Já que se falou em 2023, dos treinadores atualmente a trabalhar, Abel Ferreira é quem tem mais tempo de casa, estando no Palmeiras há mais de dois anos e meio.
A situação de 2023
Nesses menos de seis meses de 2023, vemos que o fenómeno segue forte como sempre: apenas na Série A, oito treinadores destituídos: Paulo Pezzolano (Cruzeiro), Guto Ferreira (Goiás), Vítor Pereira (Flamengo), António Oliveira (Coritiba), Rogério Ceni (São Paulo), Fernando Lázaro (Corinthians), Cuca (Corinthians) e Ivo Vieira (Cuiabá).




A contar com os 20 atualmente no comando e os que assumiram como treinadores interinos por um tempo, são 30 trabalhos diferentes. Para se ter uma noção, o Brasileirão 2023 estabeleceu um novo record de trocas entre a primeira e a segunda jornada, havendo quatro alterações.
Na Série B, o cenário é ainda pior: a caminho da sétima ronda, dez treinadores já foram trocados na competição. Ao contar com mais três casos na Série C, o número de trocas de treinador no futebol brasileiro apenas em 2023 e só nas três primeiras divisões chega já a 21 (sem contar interinos) em apenas cinco meses, numa média de uma troca por semana (!).

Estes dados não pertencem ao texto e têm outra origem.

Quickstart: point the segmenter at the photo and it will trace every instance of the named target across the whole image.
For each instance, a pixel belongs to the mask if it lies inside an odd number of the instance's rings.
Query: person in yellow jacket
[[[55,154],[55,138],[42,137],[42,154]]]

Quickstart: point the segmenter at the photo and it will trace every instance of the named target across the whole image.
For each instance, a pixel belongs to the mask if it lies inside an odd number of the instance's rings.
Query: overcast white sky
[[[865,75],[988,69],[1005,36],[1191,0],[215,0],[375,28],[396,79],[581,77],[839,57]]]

A situação é inexplicável ao ponto de que já há quem saiu de um clube e assumiu outro da própria competição, como Gustavo Morínigo, que deixou o Ceará e assumiu o Avaí, e Mozart Santos, despedido do Atlético-GO e atual comandante do Mirassol.
Na Série A, temos o nosso António Oliveira, que saiu do Coritiba e está hoje no Cuiabá. O seu caso é ainda mais curioso, visto que o português era o treinador da equipa em 2022 e não renovou o contrato para assumir o Coritiba. Ivo Vieira veio para substituí-lo na formação do Mato Grosso e agora sucede-se o inverso, com o “Toni” a retornar para substituir aquele que era o seu substituto. Confuso, eu sei.
Contudo, apesar de toda essa loucura que é o futebol brasileiro, nem tudo é mal. Alguns clubes têm tentado investir em trabalhos maiores e, dos 20 atuais comandantes da Série A, sete ultrapassam já a média de seis meses apontada no início do texto. Destaques para Abel (Palmeiras) e Vojvoda (Fortaleza), únicos com trabalhos de mais de dois anos, e também Mano Menezes (Internacional), Luís Castro (Botafogo), Fernando Diniz (Fluminense) e Vagner Mancini (América-MG), que passam da marca de um ano.
Mano e Mancini que estão, por acaso, com o cargo em risco, assim como o recém-chegado ao Corinthians Vanderlei Luxemburgo. Apesar disso, a expectativa é que este seja um parâmetro decrescente no Brasil a medida em que o futebol no país evolua. Os grandes trabalhos de Abel e Vojvoda, assim como os cada vez mais valorizados trabalhos de Castro e Diniz abrem a porta a ideia de que manter um treinador mesmo que num momento conturbado, como fez o Botafogo, pode render frutos a longo prazo. A equipa carioca sofreu grande pressão para despedir Luis Castro, mas apoiou o seu treinador e é hoje líder do Brasileirão.
O futebol brasileiro é, historicamente, um ambiente hostil para os treinadores, que acabam por ser despedidos com poucos meses de trabalho. É uma prática normalizada há décadas e que não escapa a ninguém, nem mesmo ao atual campeão da Libertadores, como vimos. Essa “dança das cadeiras” torna o Brasil num autêntico “triturador de treinadores” e dificulta o desenvolvimento do futebol no país. É acompanhar de perto os próximos capítulos na expectativa de um futuro melhor para o futebol brasileiro.
Fica uma mensagem de apoio a Vinicius Júnior, do Real Madrid, que tem sido vítima recorrente de racismo em Espanha. O racismo, assim como qualquer outro tipo e violência, não pode ser aceite! Não se trata de opinião, provocação, expressão nem o que quer que seja, trata-se de um crime. Não ao racismo, nem hoje, nem nunca! O racismo mata.
“Enquanto a cor da pele for mais importante que o brilho dos olhos, haverá guerra”.
Força, Vini. Força, vítimas de violência ao redor do mundo. Seguimos juntos nesta luta.